Introduction to Python for Machine Learning

Introduction to Python for Machine Learning#

Python has become the de facto language for machine learning due to its simplicity, readability, and extensive ecosystem of libraries. Its flexibility allows for rapid prototyping and development, while its powerful libraries like NumPy, Pandas, and Scikit-learn provide efficient tools for data manipulation and model building.

1. Essential Python Concepts Review#

For a broad introduction to Python, check out the Python Programming Guide. Here are some key features of Python that are particularly useful for machine learning:

  • List Comprehensions: A concise way to create lists in Python.

  • Lambda Functions: Anonymous functions that can be defined in a single line.

  • Error Handling: Using try, except, and finally blocks to handle exceptions.

  • Generators: Functions that return an iterator, allowing for lazy evaluation (meaning they don’t store all values in memory at once).

  • Dynamic Typing: Variables in Python are dynamically typed, meaning you don’t need to specify the type of a variable when you declare it.

  • Runtime Compilation: Python code is compiled to bytecode, which is then interpreted by the Python interpreter. This allows for dynamic execution of code.
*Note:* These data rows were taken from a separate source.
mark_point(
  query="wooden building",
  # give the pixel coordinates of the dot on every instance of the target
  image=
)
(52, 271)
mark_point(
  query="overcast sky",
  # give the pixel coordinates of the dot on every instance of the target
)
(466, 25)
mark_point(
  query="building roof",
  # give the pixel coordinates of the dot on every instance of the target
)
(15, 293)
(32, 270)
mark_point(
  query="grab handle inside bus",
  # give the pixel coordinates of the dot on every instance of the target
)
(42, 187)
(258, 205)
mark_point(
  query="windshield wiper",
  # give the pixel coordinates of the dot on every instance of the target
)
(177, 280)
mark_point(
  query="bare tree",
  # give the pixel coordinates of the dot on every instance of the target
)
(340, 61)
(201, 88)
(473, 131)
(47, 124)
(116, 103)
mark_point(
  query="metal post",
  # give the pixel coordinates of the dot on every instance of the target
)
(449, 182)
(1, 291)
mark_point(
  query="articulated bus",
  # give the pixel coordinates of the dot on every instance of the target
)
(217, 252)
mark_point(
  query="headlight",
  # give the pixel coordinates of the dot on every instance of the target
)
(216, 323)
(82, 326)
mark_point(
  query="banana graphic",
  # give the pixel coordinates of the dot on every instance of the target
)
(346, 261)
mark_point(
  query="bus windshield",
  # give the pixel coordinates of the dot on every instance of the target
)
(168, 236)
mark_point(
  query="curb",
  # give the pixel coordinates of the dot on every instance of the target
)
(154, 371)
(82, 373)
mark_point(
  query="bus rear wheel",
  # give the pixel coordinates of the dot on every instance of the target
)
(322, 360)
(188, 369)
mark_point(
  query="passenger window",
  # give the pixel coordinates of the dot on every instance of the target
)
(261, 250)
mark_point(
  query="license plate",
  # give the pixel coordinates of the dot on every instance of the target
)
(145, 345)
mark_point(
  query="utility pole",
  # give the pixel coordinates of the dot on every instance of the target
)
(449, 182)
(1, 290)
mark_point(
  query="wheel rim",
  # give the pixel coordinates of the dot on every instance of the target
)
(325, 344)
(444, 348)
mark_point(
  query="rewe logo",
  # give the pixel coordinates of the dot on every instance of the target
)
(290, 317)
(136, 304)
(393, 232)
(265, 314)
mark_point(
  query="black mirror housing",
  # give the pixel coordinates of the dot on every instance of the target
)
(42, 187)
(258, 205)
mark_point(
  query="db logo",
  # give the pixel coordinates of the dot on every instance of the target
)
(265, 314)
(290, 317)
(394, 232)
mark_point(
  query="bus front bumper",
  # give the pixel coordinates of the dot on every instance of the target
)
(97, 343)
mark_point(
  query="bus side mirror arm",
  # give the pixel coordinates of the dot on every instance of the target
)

# Code snippets demonstrating key Python concepts
# List comprehension example
squares = [x**2 for x in range(10)]
squares
# Lambda function example
multiply = lambda x, y: x * y
multiply(5, 10)
# Error handling example
try:
    result = 10 / 0
except ZeroDivisionError:
    print("Cannot divide by zero")
    
print("This line still runs")
# Generators example
def fibonacci(n):
    a, b = 0, 1
    for _ in range(n):
        yield a
        a, b = b, a + b

fib = fibonacci(int(1e18)) # Large number to demonstrate generator memory efficiency, the first 1e18 (i.e. 1 quintillion) Fibonacci numbers
# Print the next Fibonacci number
next(fib)
# How much memory does the fib object consume?
import sys
sys.getsizeof(fib)

If we were to run list(fib), we would get a list of the first quintillion Fibonacci numbers. But we don’t want to do that, because it would take up all the memory on our machine!

2. Introduction to NumPy#

NumPy is a powerful library for numerical computing in Python. It provides support for large, multi-dimensional arrays and matrices, along with a collection of mathematical functions to operate on these arrays. NumPy is the foundation for many other libraries in the Python data science ecosystem, such as Pandas, Scikit-learn, PyTorch, and TensorFlow. The reason NumPy is so fast is that it is implemented in C, which is a much faster language than Python.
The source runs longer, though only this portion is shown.